A “very, very depressed” Tarantino called Deadline Hollywood to relay the decision, setting in motion an industry whodunit by naming those who had early access to the work-in-progress. Cast-wise, he was eyeing actors Michael Madsen, Bruce Dern, and Tim Roth, but one of them gave it to their agent, “and that agent has now passed it on to everyone in Hollywood.” He added:
“I don’t know how these fucking agents work, but I’m not making this next. I’m going to publish it, and that’s it for now. I give it out to six people, and if I can’t trust them to that degree, then I have no desire to make it. I’ll publish it. I’m done. I’ll move on to the next thing.”

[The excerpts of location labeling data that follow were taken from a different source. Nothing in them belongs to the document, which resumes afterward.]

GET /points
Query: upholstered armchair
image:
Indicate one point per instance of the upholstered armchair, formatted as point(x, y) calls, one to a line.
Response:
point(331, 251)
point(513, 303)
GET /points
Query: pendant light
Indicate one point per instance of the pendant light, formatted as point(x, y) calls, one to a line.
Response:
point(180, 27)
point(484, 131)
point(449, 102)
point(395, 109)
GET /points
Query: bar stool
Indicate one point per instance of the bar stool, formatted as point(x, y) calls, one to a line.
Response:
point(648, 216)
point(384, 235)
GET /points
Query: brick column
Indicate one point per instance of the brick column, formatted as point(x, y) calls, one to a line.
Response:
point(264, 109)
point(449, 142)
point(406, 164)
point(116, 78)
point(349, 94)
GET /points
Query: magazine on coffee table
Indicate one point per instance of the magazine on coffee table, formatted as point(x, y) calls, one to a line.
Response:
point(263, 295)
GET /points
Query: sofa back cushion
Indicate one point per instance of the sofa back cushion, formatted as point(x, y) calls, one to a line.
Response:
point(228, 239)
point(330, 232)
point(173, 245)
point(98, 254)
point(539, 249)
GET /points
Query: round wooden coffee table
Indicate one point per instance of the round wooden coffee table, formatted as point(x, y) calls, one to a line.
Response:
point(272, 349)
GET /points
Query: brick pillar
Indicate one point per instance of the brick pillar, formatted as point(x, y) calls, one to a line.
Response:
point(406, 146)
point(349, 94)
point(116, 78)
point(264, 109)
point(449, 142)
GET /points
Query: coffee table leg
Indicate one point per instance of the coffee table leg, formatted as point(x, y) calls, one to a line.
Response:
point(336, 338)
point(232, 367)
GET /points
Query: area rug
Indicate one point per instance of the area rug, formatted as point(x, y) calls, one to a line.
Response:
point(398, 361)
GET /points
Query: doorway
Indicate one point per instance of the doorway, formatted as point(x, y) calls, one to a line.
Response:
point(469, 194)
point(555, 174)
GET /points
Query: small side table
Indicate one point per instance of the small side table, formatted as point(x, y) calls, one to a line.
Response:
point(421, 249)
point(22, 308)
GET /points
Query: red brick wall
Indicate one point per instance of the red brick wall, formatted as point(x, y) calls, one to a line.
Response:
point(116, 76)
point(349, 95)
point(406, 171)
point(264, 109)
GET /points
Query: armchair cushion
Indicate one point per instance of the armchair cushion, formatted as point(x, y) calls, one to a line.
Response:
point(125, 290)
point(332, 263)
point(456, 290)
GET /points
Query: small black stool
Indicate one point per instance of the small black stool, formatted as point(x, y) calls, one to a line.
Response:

That sequence of events would explain why Tarantino’s agent, Mike Simpson, was suddenly flooded with calls from colleagues who were pitching their clients for specific roles in The Hateful Eight. But to call this a “leak” when Tarantino had dispersed the material himself, and without a watermark, is a bit of a stretch; he seems more distraught about the personal “betrayal.” And while the prime suspect (Dern’s agency, CAA) might well have spread the script around town, it’s more than a little baffling that outlets are reporting that the script is now online, since there doesn’t seem to be much in the way of evidence for this claim.
Despite the Guardian, Time, the Huffington Post and others all somehow alluding to the script’s appearance or ubiquity on the Internet—which would no doubt cut into whatever money or impact Tarantino hopes to make with a print version—The Hateful Eight is conspicuously absent from the usual file-sharing hotspots. Torrent searches only turn up digital copies of Tarantino’s earlier films. You can find a copy of the Kill Bill screenplay on Pirate Bay, at least. On message boards and in comment sections, fans wondered just where you could get a PDF of this thing.
Over on Reddit, a similar request was addressed by a poster who surmised that the leak was still confined to professional circles—and noted Tarantino’s historical indifference to Internet leaks, so long as they occurred after production was underway. Tarantino confirmed this attitude to Deadline, saying, “I do like the fact that everyone eventually posts it, gets it and reviews it on the ‘net. Frankly, I wouldn’t want it any other way. I like the fact that people like my shit, and that they go out of their way to find it and read it.”
Thus far, it appears the only halfway solid proof of the “online” leak is this fairly dubious image of a title page, tweeted by Jeff Sneider, a film reporter for TheWrap. Perhaps, then, the script is being circulated electronically, just not through a Dropbox or Zippyshare URL that anyone can get to. (Sneider did not reply to demands that he post a download link for the full document.)
That was quick! The Tarantino cover page… pic.twitter.com/E0imPak4A0
— Jeff Sneider (@TheInSneider) January 22, 2014
Of course, The Hateful Eight may yet become a reality. All Tarantino has actually said is that the film won’t be his next, not that it’s going into a vault to be opened after his death. In other words, you can keep watching out for spoilers.
Update: Now, at long last, the Internet has caught up with the headlines—you can officially download the 146-page script.